The positive energy stoked by a pledge from Federal Reserve boss Jerome Powell to be cautious in withdrawing the bank’s vast financial support appeared to have dissipated, replaced by fresh concerns over Beijing’s crackdown on private enterprises and the ever-present spectre of the coronavirus.
Further records for the S&P 500 and Nasdaq in New York were not enough to spur buying Tuesday after China released figures showing activity in the services industry contracted last month for the first time since March 2020.
Authorities imposed strict travel restrictions on swathes of the country this month to contain its worst outbreak of Covid since the beginning of the pandemic last year with dozens of cities affected and tens of millions of people subject to containment measures.
The moves saw flights cancelled and tourist spots closed while events were called off in a bid to nip the flare-up in the bud.
The “data again reflected the outsized and asymmetric shock on the service sector from Covid-related restrictions”, Liu Peiqian, at Natwest Markets said.

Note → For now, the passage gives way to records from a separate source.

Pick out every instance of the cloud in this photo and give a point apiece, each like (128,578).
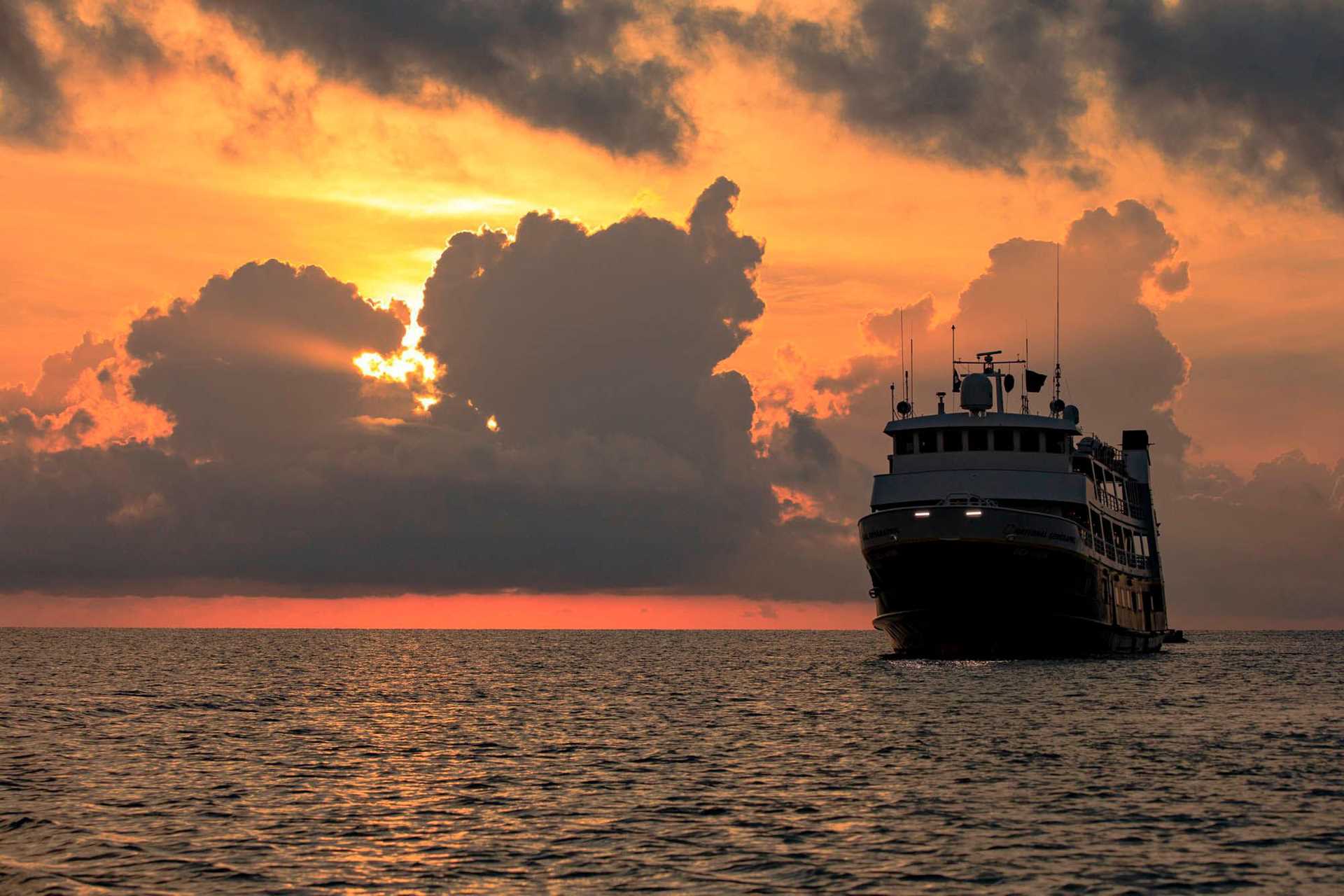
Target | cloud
(34,108)
(552,64)
(983,85)
(262,354)
(1264,550)
(1245,92)
(889,328)
(1174,279)
(59,374)
(1119,367)
(622,461)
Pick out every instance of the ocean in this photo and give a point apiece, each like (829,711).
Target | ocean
(683,762)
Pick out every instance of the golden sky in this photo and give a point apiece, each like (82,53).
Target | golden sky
(232,152)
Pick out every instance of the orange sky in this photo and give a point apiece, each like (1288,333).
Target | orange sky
(175,176)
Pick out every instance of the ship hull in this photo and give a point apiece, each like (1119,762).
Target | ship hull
(1002,584)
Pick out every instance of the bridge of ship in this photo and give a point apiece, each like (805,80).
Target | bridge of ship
(1026,463)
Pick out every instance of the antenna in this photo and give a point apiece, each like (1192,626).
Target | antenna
(1026,402)
(1056,403)
(905,381)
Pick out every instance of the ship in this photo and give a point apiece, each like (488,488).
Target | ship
(999,533)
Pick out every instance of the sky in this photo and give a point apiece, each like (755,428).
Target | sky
(582,315)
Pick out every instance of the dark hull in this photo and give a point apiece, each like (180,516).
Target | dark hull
(952,636)
(984,598)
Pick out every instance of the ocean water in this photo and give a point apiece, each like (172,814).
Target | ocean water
(362,762)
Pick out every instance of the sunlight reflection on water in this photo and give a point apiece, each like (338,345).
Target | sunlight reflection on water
(249,762)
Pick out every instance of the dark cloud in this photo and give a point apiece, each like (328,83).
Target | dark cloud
(980,85)
(33,106)
(889,328)
(624,461)
(1175,279)
(1264,550)
(1250,90)
(550,62)
(59,374)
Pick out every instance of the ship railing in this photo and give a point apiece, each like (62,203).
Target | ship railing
(1109,500)
(1120,555)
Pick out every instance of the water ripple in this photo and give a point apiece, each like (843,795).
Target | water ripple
(360,762)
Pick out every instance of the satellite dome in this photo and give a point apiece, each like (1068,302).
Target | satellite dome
(977,394)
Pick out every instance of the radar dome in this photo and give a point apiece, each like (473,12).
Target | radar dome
(977,394)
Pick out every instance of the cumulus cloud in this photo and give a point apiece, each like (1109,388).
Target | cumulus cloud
(264,354)
(1119,367)
(1264,550)
(622,460)
(34,108)
(552,64)
(888,328)
(1249,90)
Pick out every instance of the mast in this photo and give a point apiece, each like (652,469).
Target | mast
(1056,410)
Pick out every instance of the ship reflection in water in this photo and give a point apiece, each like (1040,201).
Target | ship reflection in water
(1008,535)
(358,762)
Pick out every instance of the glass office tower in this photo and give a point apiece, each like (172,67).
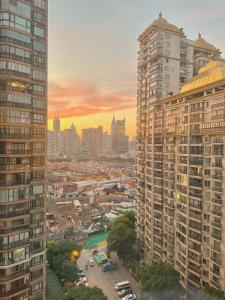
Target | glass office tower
(23,119)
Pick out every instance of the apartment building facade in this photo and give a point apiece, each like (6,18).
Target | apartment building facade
(23,135)
(172,207)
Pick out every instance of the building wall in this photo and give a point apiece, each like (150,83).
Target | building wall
(23,135)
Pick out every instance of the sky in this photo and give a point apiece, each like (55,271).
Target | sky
(93,53)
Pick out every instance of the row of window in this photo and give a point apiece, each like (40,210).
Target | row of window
(21,24)
(21,39)
(7,51)
(15,194)
(21,236)
(18,117)
(22,68)
(18,7)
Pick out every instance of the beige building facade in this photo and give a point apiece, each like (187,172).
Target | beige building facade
(180,154)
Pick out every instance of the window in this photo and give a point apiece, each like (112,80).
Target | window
(15,22)
(17,7)
(39,32)
(40,3)
(38,189)
(39,46)
(15,37)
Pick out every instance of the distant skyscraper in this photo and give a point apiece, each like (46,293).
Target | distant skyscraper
(180,149)
(23,129)
(56,133)
(120,141)
(91,143)
(69,142)
(106,143)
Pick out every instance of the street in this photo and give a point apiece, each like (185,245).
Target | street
(106,280)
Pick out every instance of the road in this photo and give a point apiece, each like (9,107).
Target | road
(106,280)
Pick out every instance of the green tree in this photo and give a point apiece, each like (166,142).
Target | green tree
(161,280)
(122,236)
(84,293)
(63,248)
(68,271)
(209,293)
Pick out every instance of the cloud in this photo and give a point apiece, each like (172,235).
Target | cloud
(82,99)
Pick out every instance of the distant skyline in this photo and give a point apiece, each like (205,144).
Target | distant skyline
(93,53)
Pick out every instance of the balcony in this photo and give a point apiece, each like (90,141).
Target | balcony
(9,229)
(16,152)
(14,182)
(11,214)
(14,245)
(7,278)
(14,136)
(13,291)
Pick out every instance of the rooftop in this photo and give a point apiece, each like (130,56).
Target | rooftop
(160,23)
(212,72)
(203,44)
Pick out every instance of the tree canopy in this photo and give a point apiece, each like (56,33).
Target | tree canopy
(84,293)
(161,280)
(209,293)
(122,236)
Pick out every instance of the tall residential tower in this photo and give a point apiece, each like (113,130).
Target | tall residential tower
(180,153)
(23,134)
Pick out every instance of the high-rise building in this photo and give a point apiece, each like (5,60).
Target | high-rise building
(69,141)
(56,133)
(106,143)
(180,155)
(120,141)
(23,134)
(91,142)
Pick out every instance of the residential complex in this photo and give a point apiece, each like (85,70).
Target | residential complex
(91,142)
(23,118)
(180,154)
(120,141)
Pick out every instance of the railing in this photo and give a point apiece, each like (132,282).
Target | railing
(14,213)
(14,182)
(14,291)
(14,245)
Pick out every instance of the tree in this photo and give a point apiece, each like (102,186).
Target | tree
(122,236)
(61,258)
(63,248)
(84,293)
(68,271)
(161,280)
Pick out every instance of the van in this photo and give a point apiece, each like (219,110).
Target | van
(122,285)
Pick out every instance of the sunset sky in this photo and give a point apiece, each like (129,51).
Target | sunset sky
(93,53)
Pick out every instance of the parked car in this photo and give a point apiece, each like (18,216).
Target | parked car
(91,262)
(94,251)
(110,265)
(122,285)
(130,297)
(125,292)
(82,277)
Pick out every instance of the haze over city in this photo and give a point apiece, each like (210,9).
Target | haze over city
(93,53)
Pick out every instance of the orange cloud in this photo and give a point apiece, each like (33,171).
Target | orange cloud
(80,99)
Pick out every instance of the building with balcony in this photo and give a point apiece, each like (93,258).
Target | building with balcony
(180,203)
(120,141)
(23,135)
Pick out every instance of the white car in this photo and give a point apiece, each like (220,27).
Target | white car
(91,262)
(130,297)
(82,278)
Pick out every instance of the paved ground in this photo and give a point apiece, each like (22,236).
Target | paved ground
(106,280)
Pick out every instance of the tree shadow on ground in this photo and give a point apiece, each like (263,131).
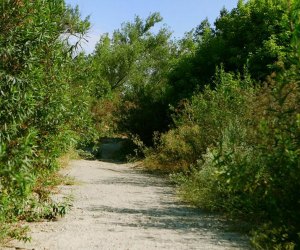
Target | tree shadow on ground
(168,214)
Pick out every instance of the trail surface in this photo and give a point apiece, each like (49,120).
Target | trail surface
(118,207)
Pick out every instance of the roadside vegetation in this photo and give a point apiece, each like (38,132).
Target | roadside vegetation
(218,110)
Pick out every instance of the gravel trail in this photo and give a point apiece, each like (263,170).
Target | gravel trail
(118,207)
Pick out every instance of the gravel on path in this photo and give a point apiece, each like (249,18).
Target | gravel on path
(116,206)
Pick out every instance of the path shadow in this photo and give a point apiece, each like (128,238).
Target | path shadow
(168,213)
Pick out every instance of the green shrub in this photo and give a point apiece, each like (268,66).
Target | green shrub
(38,121)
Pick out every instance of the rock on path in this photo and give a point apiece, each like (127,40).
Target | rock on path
(118,207)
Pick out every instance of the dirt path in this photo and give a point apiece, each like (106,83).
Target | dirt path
(118,207)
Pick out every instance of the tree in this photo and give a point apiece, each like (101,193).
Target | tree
(135,63)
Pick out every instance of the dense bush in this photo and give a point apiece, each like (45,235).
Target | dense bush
(38,121)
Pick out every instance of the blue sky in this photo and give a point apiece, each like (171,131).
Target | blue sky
(179,15)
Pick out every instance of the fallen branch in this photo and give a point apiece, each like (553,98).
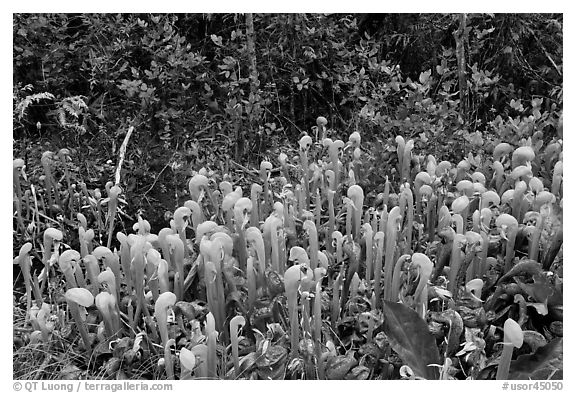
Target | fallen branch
(122,154)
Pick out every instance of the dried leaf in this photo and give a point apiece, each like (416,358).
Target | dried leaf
(411,340)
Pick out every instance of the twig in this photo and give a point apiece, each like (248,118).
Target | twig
(122,154)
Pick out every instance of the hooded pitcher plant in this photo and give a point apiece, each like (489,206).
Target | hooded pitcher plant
(292,278)
(255,192)
(265,172)
(77,298)
(310,229)
(197,216)
(392,229)
(153,258)
(211,337)
(23,259)
(52,238)
(242,210)
(513,337)
(236,322)
(113,195)
(424,267)
(213,254)
(182,218)
(165,302)
(356,194)
(256,242)
(368,236)
(138,266)
(66,262)
(456,258)
(85,238)
(108,308)
(177,252)
(305,144)
(508,227)
(110,260)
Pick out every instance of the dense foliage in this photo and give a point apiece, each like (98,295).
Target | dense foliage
(126,124)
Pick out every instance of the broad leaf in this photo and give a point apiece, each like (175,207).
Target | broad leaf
(411,339)
(542,364)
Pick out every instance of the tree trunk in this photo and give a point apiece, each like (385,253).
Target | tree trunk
(460,38)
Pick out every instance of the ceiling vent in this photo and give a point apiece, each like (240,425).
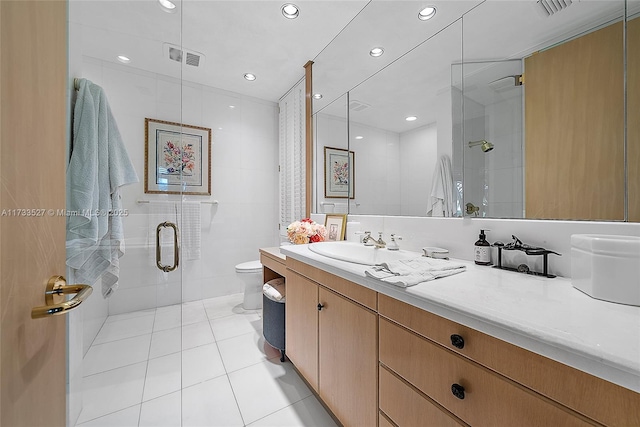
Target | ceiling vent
(183,56)
(550,7)
(358,105)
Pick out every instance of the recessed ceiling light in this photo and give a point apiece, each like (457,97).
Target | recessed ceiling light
(427,13)
(167,6)
(290,11)
(376,51)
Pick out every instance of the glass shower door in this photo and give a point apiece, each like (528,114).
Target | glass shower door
(125,342)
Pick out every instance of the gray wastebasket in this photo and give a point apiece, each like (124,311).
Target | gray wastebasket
(273,326)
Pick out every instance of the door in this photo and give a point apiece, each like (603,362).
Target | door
(348,359)
(32,159)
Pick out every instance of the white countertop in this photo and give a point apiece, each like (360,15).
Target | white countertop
(545,316)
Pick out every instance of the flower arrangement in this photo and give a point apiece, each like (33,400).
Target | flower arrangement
(306,231)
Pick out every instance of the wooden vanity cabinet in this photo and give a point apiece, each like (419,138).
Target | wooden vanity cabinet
(377,361)
(526,385)
(332,339)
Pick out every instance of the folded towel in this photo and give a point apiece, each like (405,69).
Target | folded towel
(409,272)
(275,290)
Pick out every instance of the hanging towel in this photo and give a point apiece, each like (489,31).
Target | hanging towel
(275,290)
(409,272)
(441,199)
(98,167)
(190,230)
(161,211)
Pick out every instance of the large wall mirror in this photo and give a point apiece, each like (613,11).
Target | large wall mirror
(528,104)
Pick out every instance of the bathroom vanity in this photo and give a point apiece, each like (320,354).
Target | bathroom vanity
(484,347)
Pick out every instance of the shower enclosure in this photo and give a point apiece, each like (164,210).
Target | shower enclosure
(491,103)
(117,343)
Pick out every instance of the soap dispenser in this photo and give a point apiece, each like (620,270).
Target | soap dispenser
(482,250)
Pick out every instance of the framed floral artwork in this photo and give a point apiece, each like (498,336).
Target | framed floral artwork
(339,173)
(335,224)
(177,158)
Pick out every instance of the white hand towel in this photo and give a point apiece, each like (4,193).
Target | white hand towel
(275,290)
(441,199)
(190,230)
(409,272)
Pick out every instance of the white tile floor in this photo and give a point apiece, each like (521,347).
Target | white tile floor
(203,363)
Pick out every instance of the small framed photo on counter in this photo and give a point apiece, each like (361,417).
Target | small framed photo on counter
(335,225)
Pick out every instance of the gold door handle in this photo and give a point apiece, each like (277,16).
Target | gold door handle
(176,248)
(54,298)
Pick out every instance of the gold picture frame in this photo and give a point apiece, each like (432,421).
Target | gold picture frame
(335,225)
(177,158)
(339,173)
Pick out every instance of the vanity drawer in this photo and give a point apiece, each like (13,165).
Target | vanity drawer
(353,291)
(383,422)
(407,408)
(483,397)
(598,399)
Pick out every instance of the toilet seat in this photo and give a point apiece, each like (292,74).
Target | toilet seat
(249,267)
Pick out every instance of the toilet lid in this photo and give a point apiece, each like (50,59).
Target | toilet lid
(249,267)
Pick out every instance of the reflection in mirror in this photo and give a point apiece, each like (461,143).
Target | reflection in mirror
(633,108)
(330,131)
(564,162)
(491,149)
(399,131)
(573,111)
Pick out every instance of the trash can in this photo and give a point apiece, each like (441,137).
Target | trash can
(273,301)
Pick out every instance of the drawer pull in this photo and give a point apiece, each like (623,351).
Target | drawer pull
(458,391)
(457,341)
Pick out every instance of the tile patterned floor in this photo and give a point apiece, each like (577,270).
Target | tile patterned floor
(204,363)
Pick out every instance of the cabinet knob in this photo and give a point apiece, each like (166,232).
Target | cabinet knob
(458,391)
(457,341)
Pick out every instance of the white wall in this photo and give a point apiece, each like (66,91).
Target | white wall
(505,173)
(377,166)
(418,158)
(244,182)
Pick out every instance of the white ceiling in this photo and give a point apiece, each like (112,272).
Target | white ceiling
(236,37)
(241,36)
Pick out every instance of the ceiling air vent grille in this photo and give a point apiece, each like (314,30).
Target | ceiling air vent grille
(183,56)
(192,59)
(549,7)
(357,105)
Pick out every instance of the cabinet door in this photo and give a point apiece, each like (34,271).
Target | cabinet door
(348,359)
(301,333)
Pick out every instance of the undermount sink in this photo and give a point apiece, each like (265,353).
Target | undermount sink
(357,253)
(607,267)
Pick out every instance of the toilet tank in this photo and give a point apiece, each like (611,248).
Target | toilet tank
(607,267)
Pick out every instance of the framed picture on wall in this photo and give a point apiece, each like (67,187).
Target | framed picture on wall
(339,173)
(335,225)
(177,158)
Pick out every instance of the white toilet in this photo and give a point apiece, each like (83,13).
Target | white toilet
(251,274)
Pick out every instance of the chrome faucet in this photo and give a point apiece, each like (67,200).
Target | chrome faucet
(370,241)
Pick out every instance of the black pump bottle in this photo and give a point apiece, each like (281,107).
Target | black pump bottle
(482,250)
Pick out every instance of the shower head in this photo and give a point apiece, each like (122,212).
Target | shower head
(485,145)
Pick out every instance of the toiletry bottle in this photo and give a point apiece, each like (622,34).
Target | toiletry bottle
(482,250)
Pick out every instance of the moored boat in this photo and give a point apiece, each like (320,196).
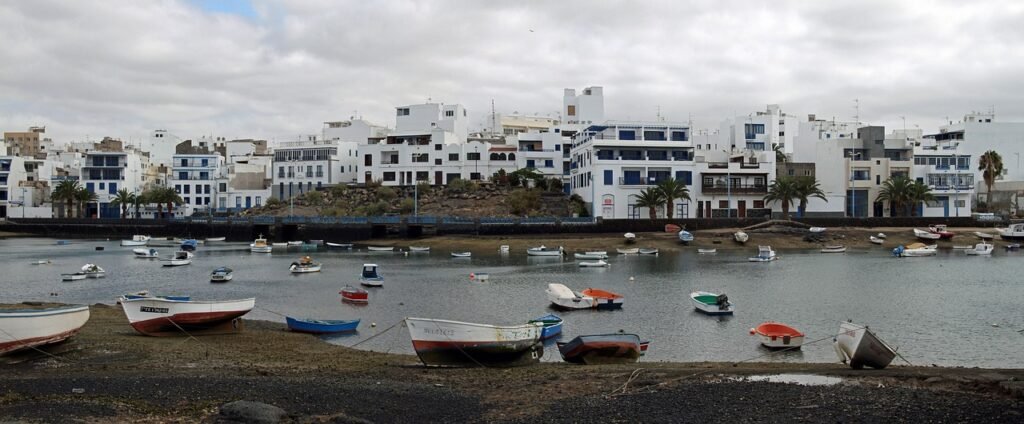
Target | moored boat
(162,316)
(712,303)
(859,347)
(603,348)
(777,335)
(321,326)
(31,327)
(351,294)
(452,343)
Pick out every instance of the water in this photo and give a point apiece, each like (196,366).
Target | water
(949,310)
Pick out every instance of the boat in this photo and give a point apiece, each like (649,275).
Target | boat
(189,245)
(765,254)
(603,348)
(740,237)
(260,246)
(923,235)
(137,240)
(221,274)
(32,327)
(143,253)
(305,264)
(858,346)
(1014,232)
(552,326)
(370,277)
(712,303)
(453,343)
(914,250)
(545,251)
(778,336)
(941,230)
(162,316)
(351,294)
(321,326)
(93,270)
(180,258)
(980,249)
(593,264)
(685,237)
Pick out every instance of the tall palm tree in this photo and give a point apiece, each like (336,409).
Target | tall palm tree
(808,186)
(896,191)
(123,199)
(650,199)
(991,166)
(783,191)
(672,189)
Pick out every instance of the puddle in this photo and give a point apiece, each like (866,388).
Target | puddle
(802,379)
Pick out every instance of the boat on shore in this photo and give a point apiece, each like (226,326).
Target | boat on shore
(778,336)
(603,348)
(31,327)
(712,303)
(162,316)
(311,326)
(453,343)
(860,347)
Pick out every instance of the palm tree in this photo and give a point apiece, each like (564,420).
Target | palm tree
(896,191)
(65,192)
(123,198)
(808,186)
(783,191)
(672,189)
(991,166)
(650,199)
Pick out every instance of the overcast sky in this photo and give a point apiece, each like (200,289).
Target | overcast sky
(276,70)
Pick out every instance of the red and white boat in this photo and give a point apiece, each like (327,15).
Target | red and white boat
(353,295)
(442,342)
(778,336)
(163,316)
(20,329)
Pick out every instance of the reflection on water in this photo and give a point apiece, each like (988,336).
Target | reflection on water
(936,310)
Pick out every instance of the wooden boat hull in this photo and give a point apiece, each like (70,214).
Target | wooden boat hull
(162,316)
(603,348)
(450,343)
(23,329)
(860,347)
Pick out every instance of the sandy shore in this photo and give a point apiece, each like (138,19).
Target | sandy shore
(109,373)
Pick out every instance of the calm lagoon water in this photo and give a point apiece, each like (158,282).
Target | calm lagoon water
(950,310)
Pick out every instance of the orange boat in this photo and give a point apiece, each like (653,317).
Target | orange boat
(778,335)
(604,299)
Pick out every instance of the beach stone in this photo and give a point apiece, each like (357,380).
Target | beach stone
(250,412)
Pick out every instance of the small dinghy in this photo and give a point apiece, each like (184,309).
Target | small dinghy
(321,326)
(778,336)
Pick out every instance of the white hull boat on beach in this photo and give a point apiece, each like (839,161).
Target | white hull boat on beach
(859,347)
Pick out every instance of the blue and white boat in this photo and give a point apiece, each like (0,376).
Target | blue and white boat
(552,326)
(321,326)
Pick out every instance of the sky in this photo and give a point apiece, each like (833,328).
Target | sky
(278,70)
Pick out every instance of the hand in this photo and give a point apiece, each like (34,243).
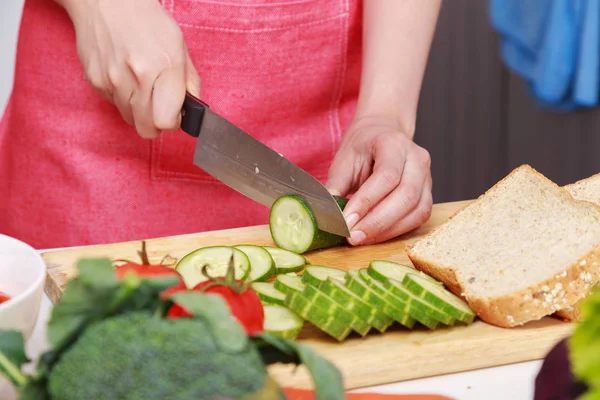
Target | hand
(390,176)
(134,55)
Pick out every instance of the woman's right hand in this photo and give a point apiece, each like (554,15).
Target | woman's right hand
(134,55)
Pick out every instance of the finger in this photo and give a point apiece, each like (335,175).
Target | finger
(393,208)
(341,173)
(124,82)
(193,82)
(99,81)
(168,95)
(141,107)
(387,171)
(417,217)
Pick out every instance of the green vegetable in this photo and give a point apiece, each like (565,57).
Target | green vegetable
(111,339)
(286,261)
(584,346)
(217,259)
(294,227)
(175,359)
(262,266)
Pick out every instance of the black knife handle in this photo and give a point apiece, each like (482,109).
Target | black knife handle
(192,114)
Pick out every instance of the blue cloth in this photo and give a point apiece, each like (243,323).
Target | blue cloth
(554,45)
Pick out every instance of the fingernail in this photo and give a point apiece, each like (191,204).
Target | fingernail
(352,220)
(356,237)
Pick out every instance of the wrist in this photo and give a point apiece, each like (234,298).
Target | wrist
(383,113)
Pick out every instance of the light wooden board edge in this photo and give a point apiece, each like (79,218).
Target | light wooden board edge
(56,278)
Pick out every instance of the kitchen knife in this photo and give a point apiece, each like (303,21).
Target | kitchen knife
(243,163)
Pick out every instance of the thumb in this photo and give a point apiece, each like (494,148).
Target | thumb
(192,78)
(167,98)
(341,175)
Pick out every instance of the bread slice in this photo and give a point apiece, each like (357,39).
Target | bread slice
(523,250)
(587,189)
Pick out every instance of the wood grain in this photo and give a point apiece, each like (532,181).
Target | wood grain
(396,355)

And while new case figures have been brought under control again, Liu warned any such spike in future will again likely hit the services sector. The issue came as several other countries — including Australia and New Zealand — are forced to impose tough measures to battle a surge in infections while also struggling with their vaccine rollouts.
Analysts said US Treasury yields remained subdued — indicating higher demand for the safe-haven assets — owing to lingering concerns over the impact of Delta on the recovery.
“The bond market is getting a little nervous about the economic outlook,” Priya Misra, at TD Securities, told Bloomberg Television.